When reached by phone on Friday, Bundy disputed the framing of the BuzzFeed story, but admitted that he was frustrated with some of the elements of the right-wing groups for whom he’s served as an informal leader.

“I never joined a movement,” he said by phone. “We were a ranching family. We were ranching and the government came to take our livelihood away and we said ‘no.’ It was no more than that.”

He said the only real announcement he had made was that he was unplugging from Facebook, after being surprised by the angry response to his remarks on the caravan. His decision to speak out came after his views were solicited on the issue, and he sought to do some research to figure out how he felt about it, he said.

“I was asked multiple times from different various individuals what I thought about these caravans, and I didn’t know, to be honest with you, I didn’t know the facts,” he said. “So I began to research and try to determine the facts.”

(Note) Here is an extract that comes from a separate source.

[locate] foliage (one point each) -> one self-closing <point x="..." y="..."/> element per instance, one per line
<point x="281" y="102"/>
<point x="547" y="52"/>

His verdict on the caravan, which he delivered in a 17-minute video at the time, broke sharply with Trump-aligned orthodoxy on the issue. In the run up to the midterm elections, Trump repeatedly disparaged the caravan as an “invasion” requiring the deployment of military troops.

“He has basically called them all criminals,” Bundy said of Trump in the video. “What about the fathers, the mothers, the children, who have come here and are willing to go through the process to apply for asylum so they can come into this country and benefit from not having to be oppressed continually by criminals?”

Bundy, whose family’s selective interpretation of Mormonism under-girds their anti-government views, said his views on the migrants were motivated in part by his religious faith. He criticized partisan-inflected media coverage of the caravan from both the right and the left, and said the assertions that they were being paid by George Soros or are terrorists to be “a bunch of garbage.”

The reaction was swift.

Some former supporters who had traveled to his father’s ranch in 2014 expressed regret. Others went further, accusing Bundy of being paid by “globalists.” His page was filled with comments criticizing his stance.

“The facts were rejected,” Bundy told The Post. “I could only see that 99 percent of it was that same Trump rhetoric of calling all these people terrorists. And they’d pick out an isolated issue, and go ‘oh look 40 of them are charging the border so all 5,000 of them are bad. … These refugees are not all the same. They didn’t come from the same places. They didn’t even come from the same country.”

Dr. Sam Jackson, an expert on far-right extremism at the University at Albany’s College of Emergency Preparedness, Homeland Security and Cybersecurity, wondered if Trump’s treatment of immigrants cut too close to a history that feels all-too-near for Mormons.

Adherents to the faith were persecuted in the United States in the 1800s before seeking out a new home in a part of North America that was then outside the country’s borders: present day Utah.

“They identify with the stranger,” Jackson said.